This is a guest post by J.D. Roberts. If you’d like to guest post on this blog, click here.
A home mortgage loan is a large investment, probably one of the largest you will make in your lifetime. It stands to reason that securing a home loan should be done at the lbest mortgage rates with the most available options at your disposal. The only way to succeed in getting approved for a reasonable and affordable home loan is to do a bit of work prior to applying for the loan to ensure your credit is where it needs to be. This article will show you how to improve credit score ratings and eventually allow you to secure a mortgage you can live with.
Better Credit or Bust
Lenders have taken many risks in the last few years and as a result there was a significant crash in the home loan industry. When lenders started their recovery work, they imposed much stricter requirements for borrowers looking for a home loan. Lenders are no longer willing to take risks in lending hundreds of thousands of dollars so borrowers must be able to prove their ability to repay a loan and not be a risk for default.
Today’s lending standards require 20% of the home price as a down payment, the ability to meet the monthly mortgage amount, and the presence of a solid credit score, preferably over 730. While there is some flexibility between lenders, the majority of companies providing home loans will rely on your past credit history to make important determinations.
Understanding Home Loan APRs
Your credit score will be used first to determine your creditworthiness. It will then be used to calculate the annual percentage rate you pay for the life of the loan. Higher credit scores typically allow for lower interest rates. Lower credit scores will increase the APR as lenders will seek extra cash to cover the possibility of loan default.
Traditionally, mortgage loan APRs are relatively low as far as interest rates go. But when you consider that this interest builds for 15 or 30 years, it stands to reason you’d want to secure the absolute lowest interest rate being offered per market standards.
Example of a home loan at two different fixed interest rates:
Home loan amount: $200,000 at a 30-year fixed rate
4.5% APR versus 6.5% APR
Monthly payment: $1013.37 vs $1,264.14
Total interest paid: $164,813.42 vs $255,088.98
Not only is there a significant savings on the monthly payment of the loan at these terms, the 30 year total of accrued interest is nearly doubled with the higher rate of interest.
Improve Credit Score Starting Today
The most important thing to know about credit score repair is that it can not be done over night.
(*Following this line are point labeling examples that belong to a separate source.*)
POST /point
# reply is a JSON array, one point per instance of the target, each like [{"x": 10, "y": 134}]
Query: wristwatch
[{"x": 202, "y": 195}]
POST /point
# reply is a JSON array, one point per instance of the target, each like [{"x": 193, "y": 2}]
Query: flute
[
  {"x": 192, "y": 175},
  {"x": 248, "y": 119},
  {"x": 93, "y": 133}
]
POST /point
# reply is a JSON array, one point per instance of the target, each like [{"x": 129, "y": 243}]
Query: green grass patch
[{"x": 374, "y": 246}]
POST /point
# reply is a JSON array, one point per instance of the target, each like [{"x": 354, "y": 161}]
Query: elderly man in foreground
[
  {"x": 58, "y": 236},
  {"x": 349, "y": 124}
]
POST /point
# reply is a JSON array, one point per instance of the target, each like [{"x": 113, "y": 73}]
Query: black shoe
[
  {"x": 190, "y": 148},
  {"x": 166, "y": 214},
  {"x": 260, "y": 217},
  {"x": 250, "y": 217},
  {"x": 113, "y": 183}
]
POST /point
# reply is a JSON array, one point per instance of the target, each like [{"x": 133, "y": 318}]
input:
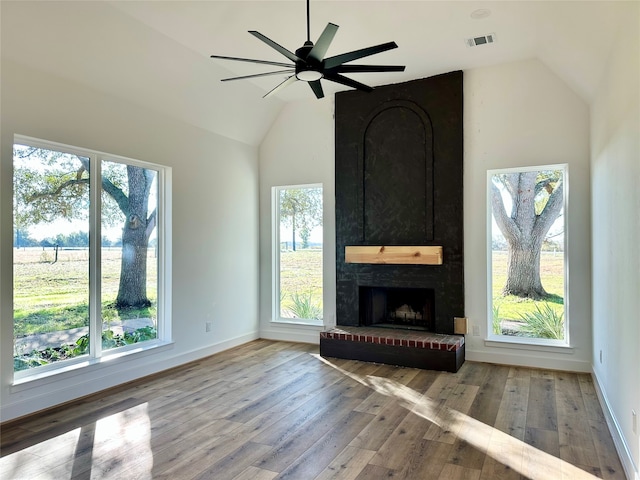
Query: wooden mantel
[{"x": 397, "y": 255}]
It requires time and effort to boost scores despite what some agencies are advertising to consumers.
1. Deal with Existing Credit Reports
Ideally, you’ll want to first know where you stand credit-wise. You can access and pay for your credit scores online then print the documents for review. Be sure to highlight any inaccurate information and file a dispute with the credit reporting bureau. Notate a date 30 days from the mailing of your dispute to follow up with the credit bureaus if you have not heard about the results of your investigation.
2. Start Paying Everything On-Time Every Month
It is also important to appear financially stable to prospective lenders. You’ll need to be sure all of your monthly bills are paid before the due date in the months leading up to your mortgage application. This on-time payment activity has the power to boost credit scores in a relatively short period of time.
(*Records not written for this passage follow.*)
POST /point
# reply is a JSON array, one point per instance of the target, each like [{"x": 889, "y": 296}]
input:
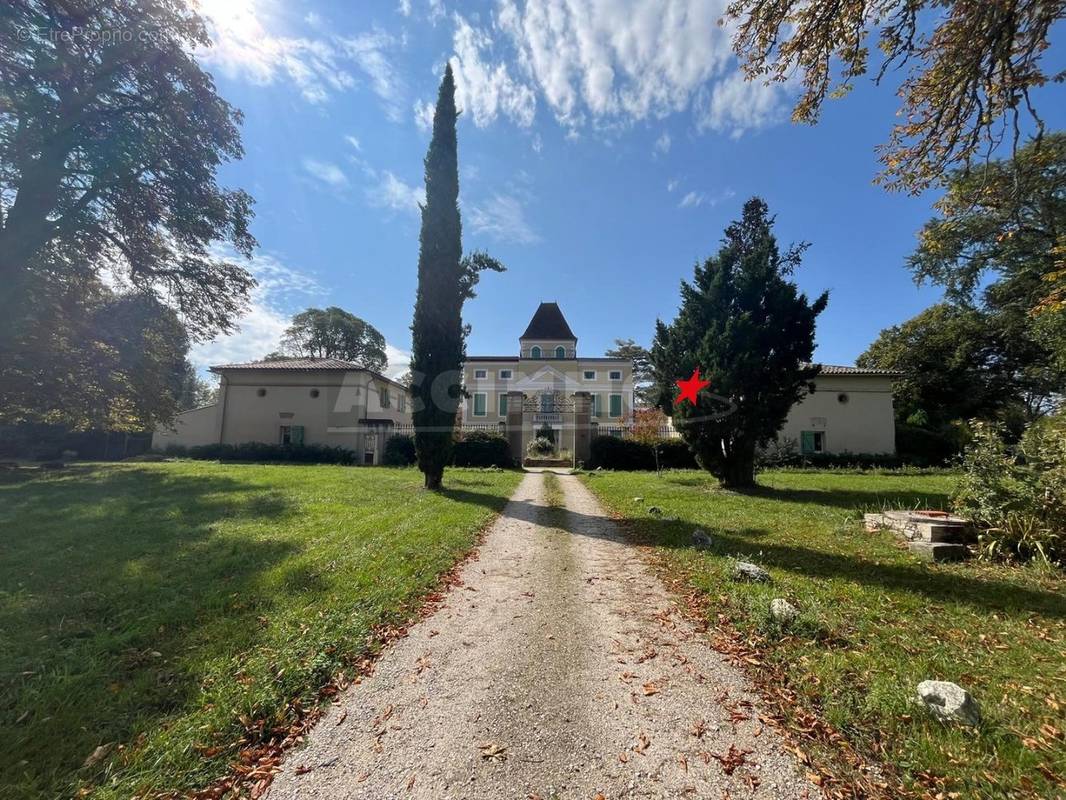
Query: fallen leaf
[
  {"x": 99, "y": 754},
  {"x": 494, "y": 752}
]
3. Cease New Applications for New Credit
Also prior to applying for a mortgage, you need to be sure you are not seeking any other type of financing. This could be perceived as an overextension of your credit and lenders may not be willing to risk lending money to someone with reckless credit behavior.
4. Apply for Your Mortgage
Within a few months of avid attention to your financial life and credit score you can see a positive impact that creates confidence in mortgage lenders. Once your credit score has been improved to meet the lender’s specific requirements, you can apply for a home mortgage loan with confidence you’ll be approved and with assurance you can afford to become a home owner.
5. Follow Up on Your Financial Life
It can be easy to put your financial life back on the backburner once your mortgage has been approved. However, with the amount of additional financial responsibility you now carry on your shoulders, it is crucial you continue on the path of good credit. As a homeowner, your credit score will dictate how much you pay for insurance premiums, what kind of job you are qualified for, and how much the utility companies will charge you to access services and products. Your credit score affects a large part of your daily financial life and it is always best to know exactly where you stand.